Atmospheric and Oceanic Optics
- Discipline: Atmospheric optics, ocean optics
- Language: English
- Edited by: Igor V. Ptashnik

Publication details
- Former name: Atmospheric Optics (1988—1992)
- History: 1988—present
- Publisher: Springer, Pleiades Publishing
- Frequency: Bimonthly
- Impact factor: 0.9 (2024)

Standard abbreviations
- ISO 4: Atmos. Ocean. Opt.

Indexing
- CODEN: AOCOEK
- ISSN: 1024-8560 (print) 2070-0393 (web)

Links
- Journal homepage; Online access; Online archive;

= Atmospheric and Oceanic Optics =

Peer-reviewed scientific journal

Atmospheric and Oceanic Optics is a peer-reviewed scientific journal co-published bimonthly by Springer Science+Business Media and Pleiades Publishing. It covers developments in atmospheric and ocean optics, including scattering of optical waves, turbulent and nonlinear optical phenomena, adaptive optics and remote sensing. The journal was established under the name Atmospheric Optics in 1988 and featured English translations of the articles from the journal Optika Atmosfery.

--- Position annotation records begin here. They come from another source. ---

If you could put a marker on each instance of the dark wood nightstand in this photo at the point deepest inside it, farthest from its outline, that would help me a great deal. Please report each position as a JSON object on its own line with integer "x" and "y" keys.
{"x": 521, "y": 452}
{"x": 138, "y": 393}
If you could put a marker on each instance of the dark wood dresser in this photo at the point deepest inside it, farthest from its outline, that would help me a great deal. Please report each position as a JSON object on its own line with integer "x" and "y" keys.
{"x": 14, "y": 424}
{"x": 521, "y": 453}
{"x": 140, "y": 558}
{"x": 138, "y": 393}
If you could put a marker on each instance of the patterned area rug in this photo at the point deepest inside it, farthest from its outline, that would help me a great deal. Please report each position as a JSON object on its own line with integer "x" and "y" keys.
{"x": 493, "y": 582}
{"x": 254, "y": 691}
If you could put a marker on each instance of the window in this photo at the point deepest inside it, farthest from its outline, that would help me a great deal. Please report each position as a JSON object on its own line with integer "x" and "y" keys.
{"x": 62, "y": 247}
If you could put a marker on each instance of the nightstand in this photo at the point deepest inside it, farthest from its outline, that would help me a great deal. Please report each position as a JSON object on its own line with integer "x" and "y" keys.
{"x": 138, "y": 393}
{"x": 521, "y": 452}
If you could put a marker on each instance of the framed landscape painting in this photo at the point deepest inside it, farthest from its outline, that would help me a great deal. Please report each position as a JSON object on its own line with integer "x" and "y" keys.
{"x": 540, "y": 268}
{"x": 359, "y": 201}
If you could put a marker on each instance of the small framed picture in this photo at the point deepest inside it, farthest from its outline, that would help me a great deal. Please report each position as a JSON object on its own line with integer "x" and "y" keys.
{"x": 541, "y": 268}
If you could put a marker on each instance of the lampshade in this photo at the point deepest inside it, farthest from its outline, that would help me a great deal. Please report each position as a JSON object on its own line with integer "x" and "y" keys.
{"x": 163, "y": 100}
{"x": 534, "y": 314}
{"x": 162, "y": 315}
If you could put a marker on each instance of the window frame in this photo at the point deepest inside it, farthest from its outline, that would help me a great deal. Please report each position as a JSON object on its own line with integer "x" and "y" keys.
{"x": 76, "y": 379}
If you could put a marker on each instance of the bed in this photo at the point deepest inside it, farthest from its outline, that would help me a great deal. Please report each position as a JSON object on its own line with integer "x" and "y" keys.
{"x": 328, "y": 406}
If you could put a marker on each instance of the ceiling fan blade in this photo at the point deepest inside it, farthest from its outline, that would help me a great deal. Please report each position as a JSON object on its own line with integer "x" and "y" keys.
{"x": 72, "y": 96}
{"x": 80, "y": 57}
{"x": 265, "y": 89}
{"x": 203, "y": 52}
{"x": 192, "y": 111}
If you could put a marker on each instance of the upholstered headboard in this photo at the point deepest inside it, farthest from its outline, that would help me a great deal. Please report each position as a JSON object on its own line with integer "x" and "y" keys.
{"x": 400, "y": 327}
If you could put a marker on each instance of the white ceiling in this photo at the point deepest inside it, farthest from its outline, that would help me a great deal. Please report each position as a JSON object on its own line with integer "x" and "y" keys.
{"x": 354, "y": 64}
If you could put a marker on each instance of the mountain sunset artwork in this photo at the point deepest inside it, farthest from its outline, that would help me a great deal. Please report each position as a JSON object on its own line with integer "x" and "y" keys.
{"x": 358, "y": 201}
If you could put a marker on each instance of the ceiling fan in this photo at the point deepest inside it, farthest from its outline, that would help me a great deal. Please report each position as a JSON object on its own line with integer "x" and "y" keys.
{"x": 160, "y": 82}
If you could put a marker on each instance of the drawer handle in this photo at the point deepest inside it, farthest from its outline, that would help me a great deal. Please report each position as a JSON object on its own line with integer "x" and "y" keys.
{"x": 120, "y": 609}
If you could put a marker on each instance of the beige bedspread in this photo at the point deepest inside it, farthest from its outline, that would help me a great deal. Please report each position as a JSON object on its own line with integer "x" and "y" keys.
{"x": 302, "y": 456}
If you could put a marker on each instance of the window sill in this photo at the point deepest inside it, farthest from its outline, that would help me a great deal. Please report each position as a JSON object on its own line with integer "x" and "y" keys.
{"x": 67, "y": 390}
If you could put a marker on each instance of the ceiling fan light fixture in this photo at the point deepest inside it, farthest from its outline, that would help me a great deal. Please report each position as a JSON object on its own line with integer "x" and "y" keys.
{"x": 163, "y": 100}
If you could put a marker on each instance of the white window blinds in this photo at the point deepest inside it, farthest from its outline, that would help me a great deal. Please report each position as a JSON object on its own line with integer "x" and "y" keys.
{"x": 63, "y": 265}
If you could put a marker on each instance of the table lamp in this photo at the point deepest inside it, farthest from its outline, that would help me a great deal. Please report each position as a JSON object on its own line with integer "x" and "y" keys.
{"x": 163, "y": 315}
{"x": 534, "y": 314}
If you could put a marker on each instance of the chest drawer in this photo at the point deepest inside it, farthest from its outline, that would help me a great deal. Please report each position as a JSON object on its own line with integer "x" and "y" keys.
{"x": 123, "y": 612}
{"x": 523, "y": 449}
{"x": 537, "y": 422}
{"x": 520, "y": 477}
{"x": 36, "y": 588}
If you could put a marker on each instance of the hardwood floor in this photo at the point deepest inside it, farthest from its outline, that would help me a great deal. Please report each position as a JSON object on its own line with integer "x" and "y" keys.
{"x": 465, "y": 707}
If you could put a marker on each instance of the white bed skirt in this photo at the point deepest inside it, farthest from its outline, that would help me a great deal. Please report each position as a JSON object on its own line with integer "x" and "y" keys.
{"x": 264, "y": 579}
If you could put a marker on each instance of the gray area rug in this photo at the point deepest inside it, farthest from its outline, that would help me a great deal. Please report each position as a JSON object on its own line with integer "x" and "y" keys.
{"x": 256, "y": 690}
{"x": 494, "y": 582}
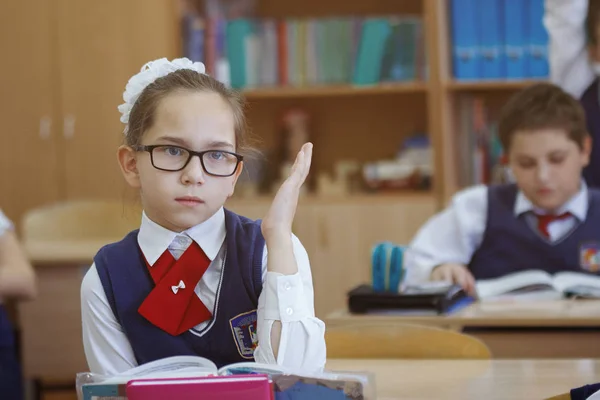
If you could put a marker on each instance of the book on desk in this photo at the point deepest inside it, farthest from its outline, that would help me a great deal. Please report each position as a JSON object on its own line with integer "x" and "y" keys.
{"x": 533, "y": 285}
{"x": 191, "y": 377}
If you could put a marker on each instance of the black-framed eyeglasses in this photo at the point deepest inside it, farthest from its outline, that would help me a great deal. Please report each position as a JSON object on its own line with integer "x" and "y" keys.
{"x": 175, "y": 158}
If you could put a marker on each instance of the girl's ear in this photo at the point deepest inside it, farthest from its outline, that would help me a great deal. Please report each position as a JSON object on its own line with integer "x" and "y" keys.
{"x": 128, "y": 163}
{"x": 236, "y": 175}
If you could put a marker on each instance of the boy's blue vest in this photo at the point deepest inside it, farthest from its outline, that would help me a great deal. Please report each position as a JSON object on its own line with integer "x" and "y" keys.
{"x": 590, "y": 100}
{"x": 510, "y": 244}
{"x": 230, "y": 336}
{"x": 11, "y": 382}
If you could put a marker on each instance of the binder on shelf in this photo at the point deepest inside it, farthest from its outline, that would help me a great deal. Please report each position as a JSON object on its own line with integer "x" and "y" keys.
{"x": 490, "y": 41}
{"x": 513, "y": 13}
{"x": 537, "y": 40}
{"x": 465, "y": 47}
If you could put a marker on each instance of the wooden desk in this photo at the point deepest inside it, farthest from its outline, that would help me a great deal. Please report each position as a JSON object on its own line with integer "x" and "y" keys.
{"x": 61, "y": 251}
{"x": 550, "y": 329}
{"x": 50, "y": 325}
{"x": 489, "y": 380}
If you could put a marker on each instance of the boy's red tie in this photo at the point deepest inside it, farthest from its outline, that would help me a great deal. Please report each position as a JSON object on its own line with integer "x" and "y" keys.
{"x": 545, "y": 219}
{"x": 173, "y": 305}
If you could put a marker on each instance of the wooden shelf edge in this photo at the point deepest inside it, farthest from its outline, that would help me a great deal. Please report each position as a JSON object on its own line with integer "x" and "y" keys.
{"x": 333, "y": 90}
{"x": 490, "y": 85}
{"x": 375, "y": 198}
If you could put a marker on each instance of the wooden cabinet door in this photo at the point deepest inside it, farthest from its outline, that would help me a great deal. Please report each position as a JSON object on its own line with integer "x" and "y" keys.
{"x": 101, "y": 45}
{"x": 28, "y": 158}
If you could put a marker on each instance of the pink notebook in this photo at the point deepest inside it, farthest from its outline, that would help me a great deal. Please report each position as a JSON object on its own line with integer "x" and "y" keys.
{"x": 247, "y": 387}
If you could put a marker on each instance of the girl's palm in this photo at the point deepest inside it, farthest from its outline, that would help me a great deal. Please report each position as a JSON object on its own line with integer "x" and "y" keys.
{"x": 280, "y": 216}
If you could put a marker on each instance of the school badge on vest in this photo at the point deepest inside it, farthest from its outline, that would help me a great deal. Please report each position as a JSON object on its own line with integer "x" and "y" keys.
{"x": 243, "y": 328}
{"x": 589, "y": 256}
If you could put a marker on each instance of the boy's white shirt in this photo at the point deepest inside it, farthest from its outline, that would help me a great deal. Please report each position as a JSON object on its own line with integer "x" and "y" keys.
{"x": 570, "y": 65}
{"x": 289, "y": 299}
{"x": 453, "y": 235}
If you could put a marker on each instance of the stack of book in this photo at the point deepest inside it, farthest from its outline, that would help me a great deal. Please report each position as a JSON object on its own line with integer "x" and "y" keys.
{"x": 189, "y": 377}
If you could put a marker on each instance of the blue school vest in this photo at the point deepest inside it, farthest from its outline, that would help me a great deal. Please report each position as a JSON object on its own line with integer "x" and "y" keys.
{"x": 590, "y": 100}
{"x": 11, "y": 382}
{"x": 229, "y": 337}
{"x": 510, "y": 244}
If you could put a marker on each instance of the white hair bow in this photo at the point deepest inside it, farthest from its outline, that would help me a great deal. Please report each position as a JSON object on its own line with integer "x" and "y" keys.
{"x": 175, "y": 289}
{"x": 150, "y": 72}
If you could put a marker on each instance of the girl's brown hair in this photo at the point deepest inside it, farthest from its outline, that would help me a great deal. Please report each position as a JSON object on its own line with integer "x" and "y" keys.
{"x": 143, "y": 111}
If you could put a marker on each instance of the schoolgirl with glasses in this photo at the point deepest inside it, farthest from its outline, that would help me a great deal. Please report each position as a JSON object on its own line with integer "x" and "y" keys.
{"x": 196, "y": 278}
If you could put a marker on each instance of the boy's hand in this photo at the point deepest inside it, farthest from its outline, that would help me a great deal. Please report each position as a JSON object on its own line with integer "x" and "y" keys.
{"x": 455, "y": 273}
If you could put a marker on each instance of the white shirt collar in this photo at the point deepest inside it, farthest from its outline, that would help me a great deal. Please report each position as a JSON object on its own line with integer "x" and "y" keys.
{"x": 153, "y": 239}
{"x": 577, "y": 205}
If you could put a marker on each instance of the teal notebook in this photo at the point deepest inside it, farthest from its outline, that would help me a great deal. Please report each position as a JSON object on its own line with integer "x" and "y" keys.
{"x": 373, "y": 40}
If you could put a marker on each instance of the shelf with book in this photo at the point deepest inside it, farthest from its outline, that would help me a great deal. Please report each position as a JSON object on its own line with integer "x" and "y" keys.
{"x": 278, "y": 92}
{"x": 358, "y": 198}
{"x": 490, "y": 85}
{"x": 482, "y": 64}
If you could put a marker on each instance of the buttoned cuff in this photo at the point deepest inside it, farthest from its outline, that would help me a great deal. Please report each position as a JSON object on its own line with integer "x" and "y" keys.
{"x": 284, "y": 297}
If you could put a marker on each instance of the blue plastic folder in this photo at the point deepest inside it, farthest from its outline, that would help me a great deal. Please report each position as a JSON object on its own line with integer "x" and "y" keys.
{"x": 466, "y": 55}
{"x": 387, "y": 267}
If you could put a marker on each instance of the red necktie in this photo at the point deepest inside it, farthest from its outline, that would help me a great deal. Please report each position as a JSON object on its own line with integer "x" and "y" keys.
{"x": 172, "y": 305}
{"x": 545, "y": 219}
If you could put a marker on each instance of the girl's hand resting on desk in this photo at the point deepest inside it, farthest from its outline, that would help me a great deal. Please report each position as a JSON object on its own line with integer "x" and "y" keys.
{"x": 277, "y": 224}
{"x": 455, "y": 273}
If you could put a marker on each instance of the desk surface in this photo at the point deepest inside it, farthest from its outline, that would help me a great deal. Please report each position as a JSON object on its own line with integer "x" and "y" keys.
{"x": 564, "y": 313}
{"x": 490, "y": 380}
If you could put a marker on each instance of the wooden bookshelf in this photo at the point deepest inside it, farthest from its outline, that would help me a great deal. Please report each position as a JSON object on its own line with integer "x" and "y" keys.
{"x": 290, "y": 92}
{"x": 489, "y": 85}
{"x": 363, "y": 198}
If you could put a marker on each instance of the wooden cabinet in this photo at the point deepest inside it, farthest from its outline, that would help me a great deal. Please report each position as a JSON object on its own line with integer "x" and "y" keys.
{"x": 29, "y": 159}
{"x": 64, "y": 70}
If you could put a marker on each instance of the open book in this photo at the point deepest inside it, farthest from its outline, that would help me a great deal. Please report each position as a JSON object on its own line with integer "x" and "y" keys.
{"x": 287, "y": 384}
{"x": 539, "y": 285}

It received its current name in 1992. Its current editor-in-chief is Igor V. Ptashnik (V.E. Zuev Institute of Atmospheric Optics).

==Abstracting and indexing==
The journal is abstracted and indexed in:
- Emerging Sources Citation Index
- ProQuest databases
- Scopus

According to the Journal Citation Reports, the journal has a 2024 impact factor of 0.9.